Spielverderber Blüm und Schnoor pottsauer

■ NRW-CDU-Vorsitzender Blüm und SPD-Innenminister Schnoor beschweren sich in einem gemeinsamen Brief beim NDR über ihren eigenen mißglückten Auftritt / FDP-Landesvorsitzender Möllemann sprengte Solidarität der Demokraten

Bochum (taz) – Seltene Eintracht herrscht derzeit zwischen Herbert Schnoor, SPD-Innenminister in Düsseldorf, und Bundesarbeitsminister Norbert Blüm, in seiner Funktion als Vorsitzender der NRW-CDU. In einem gemeinsamen Brief an den Intendanten des WDR, Friedrich Nowottny, und den Vorsitzenden des WDR- Rundfunkrates, Reinhard Grätz (SPD-MdL), beschweren sich die beiden Politiker bitterlich über ihren verunglückten Auftritt in der WDR-Regionalsendung „Hier und Heute“ vom vergangen Samstag (siehe taz v. 22.2.). Die Sendung stand unter dem Motto „Ist das Ruhrgebiet noch zu retten?“ und war als Show mit Einspielfilmen, Live-Übertragungen vom Solidaritätskonzert im Rheinhausener Walzwerk und Mitmachaktionen für Zuschauer einmal vollkommen anders gemacht als gemeinhin üblich. Auf unterhaltsame Weise wollte die Redaktion versuchen, den Zuschauern die Strukturkrise in der Ruhr-Wirtschaft nahezubringen. Zum Eklat kam es, als der von Radio Bremen ausgeliehene „Extratour“-Moderator Christian Berg Politiker der vier Bundestagsparteien auf dem Podium im Bochumer Bergbaumuseum in ein Rollenspiel verwickeln wollte. Um eine der üblichen Podiumsdiskussionen zwischen den Politikern zu vermeiden, animierte Moderator Berg als erstes das verhinderte Show-Talent Möllemann (FDP-Landesvorsitzender) dazu, einmal einen Betriebsratsvorsitzenden zu mimen, der soeben erfahren hat, daß sein Betrieb stillgelegt werden soll. Ohne Murren stellte sich Möllemann in die Bütt und hielt eine flammende Rede.

Als nächste sollte Jutta Ditfurth eine Stahl-Aufsichtsratsvorsitzende spielen, die den Betrieb stilllegen soll. Nur mit Mühe brachte Berg die landesfremde grüne Bundesvorstandsfrau davon ab, ein allgemein-grünes Statement abzugeben. Das machte Blüm und Schnoor Mut, voll auf die Spielverderber-Schiene einzuschwenken: „Ich eigne mich nicht zu Maskeraden,“ meinte Blüm, der ein Bürgerkomitee zur Verteidigung des Stahlwerkes gründen sollte. „Die Lage ist viel zu ernst, als daß sie sich zu Gags eignet,“ wandte Schnoor ein.

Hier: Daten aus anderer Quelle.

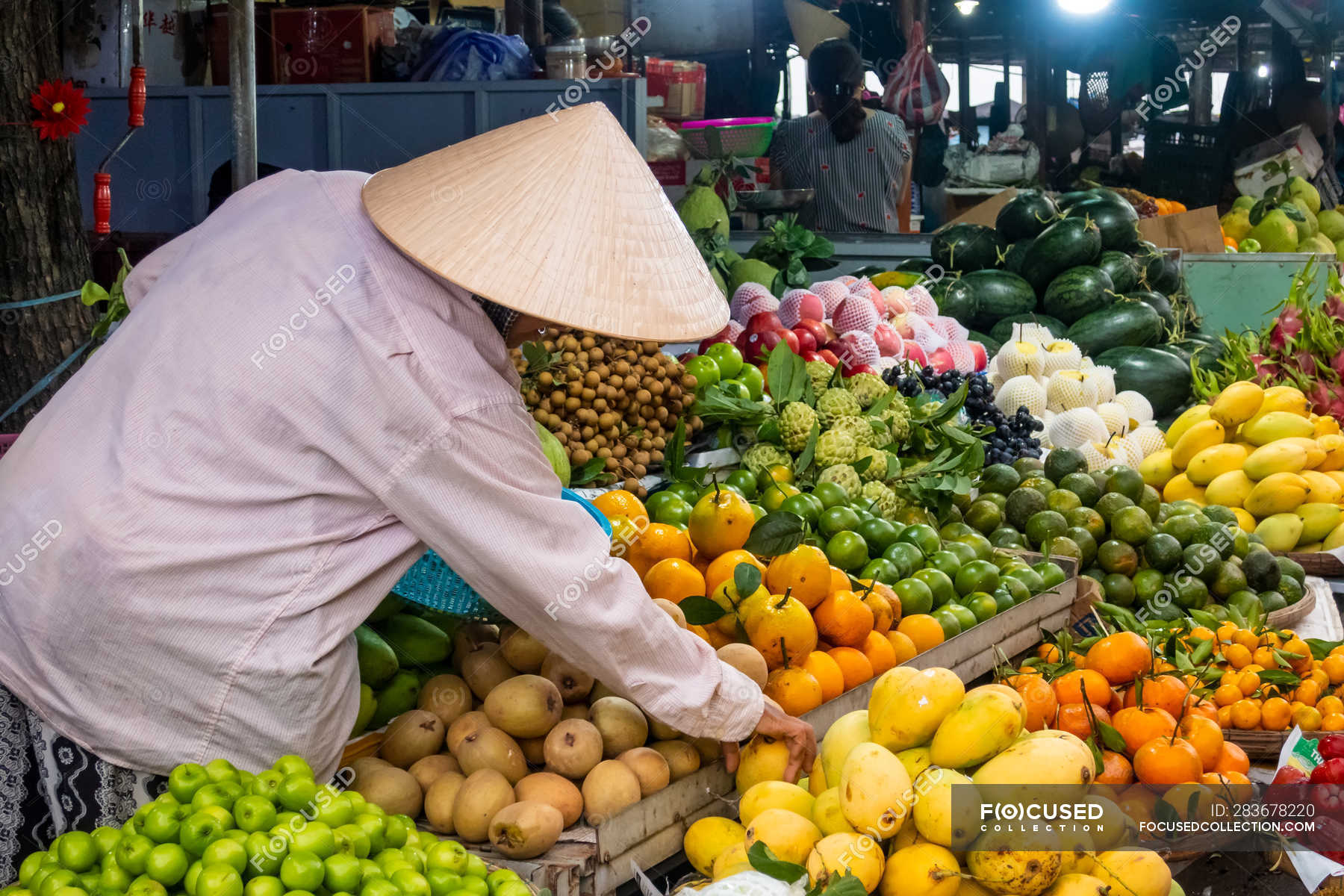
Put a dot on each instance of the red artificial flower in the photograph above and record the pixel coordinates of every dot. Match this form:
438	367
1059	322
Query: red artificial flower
62	109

Als die Politiker dann auch noch eine Prognose für Rheinhausen im Jahre 1989 geben sollten und Blüm sich auf dreimalige hartnäckige Nachfrage von Moderator Berg nicht festlegen lassen wollte, waren sie endgültig sauer. „Seien Sie jetzt ruhig!“, fuhr Schnoor einen Zwischenrufer an. Blüm versuchte abzulenken, indem er dem Moderator als Landesfremden jegliche Kompetenz absprach, und Möllemann fiel erst nach der Sendung auf, daß sein naßforscher Betriebsratsauftritt die „Solidarität der Demokraten“ unterlaufen hatte. Seine Beschwerde über den Moderator kam erst im Off.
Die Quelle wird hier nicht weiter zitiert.